There are also several pillars of Cloud Native:

  • microservices;
  • containers;
  • immutable infrastructure;
  • declarative API;
  • DevOps;
  • CI/CD.

That is, literally, if you have microservices on Kubernetes, then your application is almost Cloud Native.

These applications are designed with scalability, resilience and flexibility in mind, allowing them to easily adapt to changing requirements and conditions. It’s clear that business is changing, conditions are constantly changing, the load changes, sometimes increases, sometimes decreases. And, accordingly, your architecture must be flexible and elastic enough to respond to all these changes painlessly.
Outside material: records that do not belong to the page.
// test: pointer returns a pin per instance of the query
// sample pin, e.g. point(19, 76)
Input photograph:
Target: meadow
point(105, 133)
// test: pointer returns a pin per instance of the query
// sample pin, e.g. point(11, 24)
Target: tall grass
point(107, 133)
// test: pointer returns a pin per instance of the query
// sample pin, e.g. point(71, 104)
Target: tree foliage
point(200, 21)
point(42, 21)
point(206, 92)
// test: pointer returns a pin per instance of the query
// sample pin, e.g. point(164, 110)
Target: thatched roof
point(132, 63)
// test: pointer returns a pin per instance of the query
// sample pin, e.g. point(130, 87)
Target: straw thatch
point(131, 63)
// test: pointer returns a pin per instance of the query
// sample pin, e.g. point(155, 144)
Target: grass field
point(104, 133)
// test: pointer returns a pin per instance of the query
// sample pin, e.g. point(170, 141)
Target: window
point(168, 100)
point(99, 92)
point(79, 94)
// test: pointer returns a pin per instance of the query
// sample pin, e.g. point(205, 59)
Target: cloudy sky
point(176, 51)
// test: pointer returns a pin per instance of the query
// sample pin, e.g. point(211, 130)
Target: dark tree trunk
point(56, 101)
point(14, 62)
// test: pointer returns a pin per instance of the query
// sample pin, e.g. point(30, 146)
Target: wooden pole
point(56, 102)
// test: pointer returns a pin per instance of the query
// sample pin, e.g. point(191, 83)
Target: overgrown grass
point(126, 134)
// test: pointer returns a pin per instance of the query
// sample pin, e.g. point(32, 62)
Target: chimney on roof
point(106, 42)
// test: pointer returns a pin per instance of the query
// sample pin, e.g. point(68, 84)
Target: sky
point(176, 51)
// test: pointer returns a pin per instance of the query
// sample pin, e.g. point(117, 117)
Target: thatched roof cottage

Problems and difficulties of the Cloud Native approach

Despite all the advantages, implementing such a system in practice is not so easy. Most likely, if you have not worked with such applications before, then your team will have to change the engineering culture, and not just change some frameworks.

Here are just some of the difficulties you may encounter.

The first is distributed systems. They are difficult to keep in mind, difficult to design, difficult to even understand what is happening there. If something falls off somewhere, it is not always easy to trace why it happened. Therefore, usually in such installations they use advanced logging, monitoring and the so-called tracing or tracing, when you have the entire request logged through all services, exactly how it went through, so that you can understand at least something. Due to the number of variables, you can only be saved by the correct selection of tools, as I already said, and development, testing and deployment processes.

You will also have to test in a distributed structure. Likewise, if you have a Kubernetes cluster, you usually have at least three Kubernetes clusters. This is a test cluster, this is a staging cluster, and this is a production cluster, actually. And then each team can have its own cluster, in general, as soon as you have Kubernetes, you immediately begin to acquire clusters. But this is an example; you can do Cloud Native without Kubernetes.

Secondly, you won’t be able to set up processes once to make them work. This should become part of everyday work. Tools will also become outdated, require updating, and processes will fail. Be prepared to constantly monitor performance, discuss solutions with the team and implement them. Actually, this is the same cultural shift.

Third, the cost of the cloud can easily get out of control. Every company I've worked for has always had an initiative to cut infrastructure costs. Even if it wasn’t there initially, it still appeared at some point.

All sorts of Janitor services appeared, such as a garbage man or a janitor, who cleaned some kind of infrastructure that they forgot to turn off. And some letters constantly came: “This is how much we spend, this is how much we need to save.” In general, just look at how many startups have been created in this niche. I even have a friend, a good former colleague, who, in fact, also made a startup to optimize infrastructure costs. That is, accordingly, these startups make money by optimizing your expenses. These are infrastructure accountants or something.

Fourth, you simply may not have the necessary experience and skills. As I said earlier, programming distributed systems is significantly different from monoliths and some kind of ordinary programming that we all learn. And here not only the programming is different, but also the whole environment is different, the deployment is different, the whole ideology is different. So I always try to get my team through courses or books when we need to move into a new ecosystem.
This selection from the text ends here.